Difference between a graduate research project and honours
Short-term research projects, such as those undertaken in honours or postgraduate diplomas, are essential training for graduate researchers.
However, just as the transition from an undergraduate course to honours or a postgraduate diploma usually requires a student to acquire and develop new skills, the transition into a graduate research degree involves a much higher level of independent thinking, planning and activity than most students expect. Most students find the transition both challenging and exciting; some find it daunting, even when they have performed well in honours.
A graduate research degree provides a unique opportunity to follow an area of interest, focus on this for several years and make an important contribution to the development of your chosen area. The focus is on your capacity for innovative, independent research; critical thinking; time and project management skills; and problem-solving. You will also need to have, or to develop, excellent skills of organisation and communication of information.
Benefits of extra study
Many high-achieving students choose to undertake a research degree because they have the drive to progress as far as they can in their chosen field. The continued challenge and enjoyment of independent research are, for many, rewards in themselves.
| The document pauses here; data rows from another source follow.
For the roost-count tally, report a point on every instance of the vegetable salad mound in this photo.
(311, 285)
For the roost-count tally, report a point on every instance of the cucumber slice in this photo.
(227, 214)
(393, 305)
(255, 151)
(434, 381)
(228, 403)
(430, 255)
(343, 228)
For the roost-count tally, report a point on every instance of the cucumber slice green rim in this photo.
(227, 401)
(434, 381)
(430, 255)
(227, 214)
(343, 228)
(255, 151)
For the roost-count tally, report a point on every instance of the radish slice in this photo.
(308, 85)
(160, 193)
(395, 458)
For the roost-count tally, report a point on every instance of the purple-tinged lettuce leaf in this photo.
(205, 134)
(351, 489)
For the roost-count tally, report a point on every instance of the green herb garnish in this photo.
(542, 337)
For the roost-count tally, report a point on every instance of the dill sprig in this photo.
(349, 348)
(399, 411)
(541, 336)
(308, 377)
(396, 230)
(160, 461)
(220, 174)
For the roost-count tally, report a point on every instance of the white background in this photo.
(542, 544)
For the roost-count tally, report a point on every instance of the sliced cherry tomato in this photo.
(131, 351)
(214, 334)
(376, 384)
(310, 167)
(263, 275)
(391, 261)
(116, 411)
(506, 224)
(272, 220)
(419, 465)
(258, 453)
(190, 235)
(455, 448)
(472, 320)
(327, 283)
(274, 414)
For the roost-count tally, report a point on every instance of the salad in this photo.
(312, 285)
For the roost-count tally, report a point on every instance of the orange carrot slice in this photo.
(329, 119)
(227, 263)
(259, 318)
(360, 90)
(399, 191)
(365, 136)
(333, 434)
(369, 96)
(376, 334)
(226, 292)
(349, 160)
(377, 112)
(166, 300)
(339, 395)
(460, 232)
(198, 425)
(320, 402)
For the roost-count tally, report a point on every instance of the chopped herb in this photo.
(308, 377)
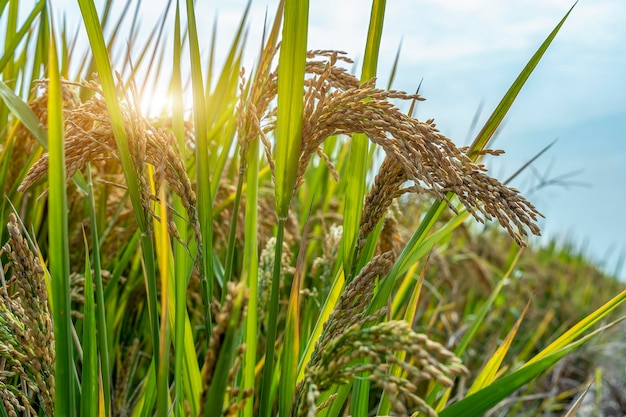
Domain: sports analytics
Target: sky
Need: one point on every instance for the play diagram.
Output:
(466, 54)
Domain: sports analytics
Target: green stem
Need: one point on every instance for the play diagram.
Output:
(268, 370)
(100, 314)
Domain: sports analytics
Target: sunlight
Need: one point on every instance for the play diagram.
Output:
(155, 102)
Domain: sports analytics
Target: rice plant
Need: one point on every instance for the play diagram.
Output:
(235, 260)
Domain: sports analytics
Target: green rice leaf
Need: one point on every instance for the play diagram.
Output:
(13, 40)
(20, 109)
(291, 67)
(203, 174)
(65, 391)
(90, 386)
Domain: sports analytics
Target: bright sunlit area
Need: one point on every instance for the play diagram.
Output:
(312, 208)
In addition, graduates from higher degree by research programs are highly employable, across many areas of study. You can check the statistics for your field of interest at Graduate Careers.
In some disciplines, such as Science, it is almost mandatory to have a master's or PhD in order to progress. Similarly, in order to make a career in academia, a graduate research qualification is necessary. However, graduates from some areas find there are limited employment opportunities in their particular field of interest and that they have to look more widely.
The reason that graduates from all areas experience a high rate of success in employment is that the generic or transferable skills required for success in a graduate research degree are the same skills that are in high demand by employers. In particular, successful completion of a research degree indicates to a prospective employer that you have excellent project and personal management skills, and that you can think independently and critically, solve problems and communicate effectively. The transferable skills developed through a research degree are usually more durable, and therefore more valuable, than the content knowledge gained.Graduate researcher skills
However, the decision to enter into a research degree should not be taken lightly. Undertaking an intensive two- to four-year project, with all that it entails, is not for everyone. It's important that prospective graduate research students inform themselves about what graduate research involves before making their decision.
Similarly, prospective and new students should prepare carefully before commencing (see 'What to consider' section). This requirement is as important for those progressing from honours in the same university as for students starting at a new university.